The analyses of myocardial wall motion abnormalities with dobutamine stress echocardiography1 and MRI2 are established methods for the detection of myocardial ischemia. However, the assessment of regional left ventricular (LV) function by either method is semiquantitative and subjective.2 3 Tagged MRI of the heart is a valuable technique for the quantitative noninvasive assessment of regional myocardial contractile performance.4 5 6 The spatial modulation of magnetization (SPAMM) technique generates 2 orthogonal sets of parallel planes of magnetic saturation by a sequence of nonselective radiofrequency pulses.7 8 The myocardium appears with a spatially encoded pattern that moves with the tissue and can be analyzed to reconstruct myocardial motion. Several methods for reconstructing LV strain fields have been proposed.5 6 9 10 The position of the tags must be measured with the use of a tag detection algorithm11 and myocardial motion computed from displacement information from each tag.12 13 However, the process is time consuming because it requires the tracking of tag lines and myocardial contours with an interactive computer-aided technique.11 13 The lack of fast analytical techniques of myocardial strain quantification represents the main limitation to routine clinical utilization of tagged cardiac MRI.

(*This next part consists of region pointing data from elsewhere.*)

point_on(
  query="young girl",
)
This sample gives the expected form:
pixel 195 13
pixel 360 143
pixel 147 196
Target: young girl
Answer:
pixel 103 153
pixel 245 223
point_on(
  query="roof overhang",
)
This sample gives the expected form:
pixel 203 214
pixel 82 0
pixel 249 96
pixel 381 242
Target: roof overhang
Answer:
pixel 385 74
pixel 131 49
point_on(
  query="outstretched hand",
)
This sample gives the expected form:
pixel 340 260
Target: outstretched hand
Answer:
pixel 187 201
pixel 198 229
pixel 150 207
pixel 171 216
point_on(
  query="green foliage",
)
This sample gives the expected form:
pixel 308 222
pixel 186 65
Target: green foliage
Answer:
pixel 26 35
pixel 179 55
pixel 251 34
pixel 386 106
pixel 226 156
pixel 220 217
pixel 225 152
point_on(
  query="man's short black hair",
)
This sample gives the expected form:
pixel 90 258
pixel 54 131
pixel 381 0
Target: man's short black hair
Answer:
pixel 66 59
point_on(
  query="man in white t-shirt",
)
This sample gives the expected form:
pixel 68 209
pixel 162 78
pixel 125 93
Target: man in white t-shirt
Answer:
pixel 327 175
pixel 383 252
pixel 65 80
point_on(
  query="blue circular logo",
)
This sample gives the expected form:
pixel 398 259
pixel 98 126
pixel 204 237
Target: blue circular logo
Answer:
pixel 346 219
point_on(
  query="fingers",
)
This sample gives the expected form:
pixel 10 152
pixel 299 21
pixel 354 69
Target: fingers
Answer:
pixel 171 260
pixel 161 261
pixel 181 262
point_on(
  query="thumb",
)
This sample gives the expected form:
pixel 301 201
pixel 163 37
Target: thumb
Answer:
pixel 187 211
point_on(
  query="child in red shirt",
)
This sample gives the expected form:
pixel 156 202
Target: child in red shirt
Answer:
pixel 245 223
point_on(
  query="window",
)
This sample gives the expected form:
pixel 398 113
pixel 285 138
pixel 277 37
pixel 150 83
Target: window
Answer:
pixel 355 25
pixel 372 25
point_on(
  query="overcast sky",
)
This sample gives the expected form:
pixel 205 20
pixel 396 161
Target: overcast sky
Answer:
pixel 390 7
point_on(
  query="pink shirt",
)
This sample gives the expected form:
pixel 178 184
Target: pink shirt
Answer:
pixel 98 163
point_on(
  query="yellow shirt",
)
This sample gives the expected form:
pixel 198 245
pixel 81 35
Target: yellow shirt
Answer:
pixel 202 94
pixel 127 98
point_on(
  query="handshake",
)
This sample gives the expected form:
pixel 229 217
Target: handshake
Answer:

SPAMM-tagged MR images correspond to a collection of spectral peaks in the Fourier domain.7 8 The inverse Fourier transform of one of these peaks is a complex image whose phase is linearly related to a directional component of the tissue displacement. A harmonic phase (HARP) image is the calculated phase of this complex image, which can be used to synthesize conventional tag lines and calculate 2D myocardial strain.14 This HARP imaging approach14 allows fast visualization and automated analysis of tagged cardiac MR images. Its potential in clinical cardiology depends on the demonstration of its sensitivity to small changes in myocardial strain during pharmacological stress testing and on its ability to accurately index regional wall motion abnormalities. We investigated the accuracy of HARP for quantitative assessment of 2D myocardial strain fields in normal individuals who underwent dobutamine stress–tagged MRI and in postinfarct patients with underlying abnormal regional LV function.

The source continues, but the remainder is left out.